Richard no les prestó atención. "Póngase los zapatos, mujer. Tenemos que llegar al campamento antes de que el bastardo muera."
"¿Acampada?" Ella rápidamente se puso los zapatos y se ató su pelo con una cuerda de cuero. "¿Me está llevado al campamento del Rey Harold?"
"Harold está muerto. Todos están muertos. Estamos vencidos." Agarró su muñeca otra vez y tiró de ella hacia la puerta. "Pero no daré un esclavo a los Normandos. Usarás sus habilidades para curar al Sarraceno o cortaré su bonita garganta."
"¿Sarraceno?" No entendió nada. Eran Normandos quienes habían derrotado al inglés y aún Richard deliraba sobre infieles. "No puedo dejar Redfern. Su esposa ha estado muy enferma desde que se marchó para unirse a Harold. Tiene fiebre cada noche y debo-"
"Es tonta. ¿No comprende que todo ha cambiado? Ella no importa. Todo se fue. Hemos perdido -" Él cortó y comenzó a sacarla de la habitación.
"¡Espere!
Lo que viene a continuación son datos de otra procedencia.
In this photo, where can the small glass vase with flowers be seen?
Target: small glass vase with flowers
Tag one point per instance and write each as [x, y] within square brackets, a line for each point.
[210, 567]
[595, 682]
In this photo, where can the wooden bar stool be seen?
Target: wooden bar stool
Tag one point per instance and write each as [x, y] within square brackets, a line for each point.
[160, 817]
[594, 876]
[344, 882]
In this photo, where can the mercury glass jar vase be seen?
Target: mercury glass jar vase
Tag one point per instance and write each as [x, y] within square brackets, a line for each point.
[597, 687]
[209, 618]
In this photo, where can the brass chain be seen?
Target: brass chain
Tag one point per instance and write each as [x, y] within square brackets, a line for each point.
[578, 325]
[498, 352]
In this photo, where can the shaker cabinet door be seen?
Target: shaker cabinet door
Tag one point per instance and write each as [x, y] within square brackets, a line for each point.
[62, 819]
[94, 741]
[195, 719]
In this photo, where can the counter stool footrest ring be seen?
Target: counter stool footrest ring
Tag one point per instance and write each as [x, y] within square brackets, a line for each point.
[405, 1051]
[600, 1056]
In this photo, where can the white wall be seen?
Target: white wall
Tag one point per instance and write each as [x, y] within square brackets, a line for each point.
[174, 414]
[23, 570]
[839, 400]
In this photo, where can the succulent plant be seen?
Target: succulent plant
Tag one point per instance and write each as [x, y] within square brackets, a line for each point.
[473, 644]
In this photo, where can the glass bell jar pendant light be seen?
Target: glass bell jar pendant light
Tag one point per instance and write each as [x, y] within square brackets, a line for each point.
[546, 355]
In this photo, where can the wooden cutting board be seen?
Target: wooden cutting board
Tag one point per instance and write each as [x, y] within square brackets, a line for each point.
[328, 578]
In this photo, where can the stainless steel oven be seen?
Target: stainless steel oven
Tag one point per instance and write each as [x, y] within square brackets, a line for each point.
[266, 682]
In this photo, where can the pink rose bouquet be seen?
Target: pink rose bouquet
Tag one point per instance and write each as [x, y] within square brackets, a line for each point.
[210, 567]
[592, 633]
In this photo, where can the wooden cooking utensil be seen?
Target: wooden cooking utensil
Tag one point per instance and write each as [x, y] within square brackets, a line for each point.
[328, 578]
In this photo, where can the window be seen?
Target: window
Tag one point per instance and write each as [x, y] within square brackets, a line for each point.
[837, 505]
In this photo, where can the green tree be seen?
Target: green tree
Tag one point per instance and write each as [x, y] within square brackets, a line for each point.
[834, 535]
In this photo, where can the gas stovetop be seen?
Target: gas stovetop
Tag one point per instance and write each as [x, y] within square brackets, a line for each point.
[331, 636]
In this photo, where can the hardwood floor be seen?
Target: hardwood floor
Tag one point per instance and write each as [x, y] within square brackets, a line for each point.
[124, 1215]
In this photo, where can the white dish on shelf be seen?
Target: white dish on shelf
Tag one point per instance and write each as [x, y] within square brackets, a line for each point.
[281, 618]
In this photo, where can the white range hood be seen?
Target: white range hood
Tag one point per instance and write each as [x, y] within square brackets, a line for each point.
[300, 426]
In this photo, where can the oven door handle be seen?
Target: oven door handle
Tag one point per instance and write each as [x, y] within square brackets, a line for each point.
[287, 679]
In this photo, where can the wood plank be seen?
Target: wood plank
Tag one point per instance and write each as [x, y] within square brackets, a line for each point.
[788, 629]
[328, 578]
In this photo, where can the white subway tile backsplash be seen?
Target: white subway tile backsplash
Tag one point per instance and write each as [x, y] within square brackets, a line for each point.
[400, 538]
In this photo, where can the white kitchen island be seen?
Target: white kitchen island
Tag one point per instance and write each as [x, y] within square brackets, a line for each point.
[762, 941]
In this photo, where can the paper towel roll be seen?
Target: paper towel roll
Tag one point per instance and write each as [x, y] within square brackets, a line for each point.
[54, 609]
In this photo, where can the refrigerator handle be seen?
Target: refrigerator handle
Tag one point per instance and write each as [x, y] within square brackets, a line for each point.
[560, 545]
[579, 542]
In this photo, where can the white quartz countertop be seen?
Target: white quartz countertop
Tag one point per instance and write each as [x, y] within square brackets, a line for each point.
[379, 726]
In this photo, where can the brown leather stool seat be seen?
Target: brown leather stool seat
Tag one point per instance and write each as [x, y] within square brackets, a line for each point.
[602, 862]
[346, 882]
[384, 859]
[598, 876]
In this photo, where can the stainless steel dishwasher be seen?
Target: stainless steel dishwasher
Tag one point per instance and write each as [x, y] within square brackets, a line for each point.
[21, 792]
Mi bolso de hierbas." Ella sólo tuvo tiempo para arrebatar la bolsa grande de cuero antes de que él la sacara de la habitación, a través del pasillo, y al establo.
Ella recibió una impresión confusa de soldados que llevando brillantes antorchas ardiendo. Los criados y comerciantes se agruparon en grupos asustados contra las paredes. Los caballos se movían agitadamente, su aliento surgía en el aire frío.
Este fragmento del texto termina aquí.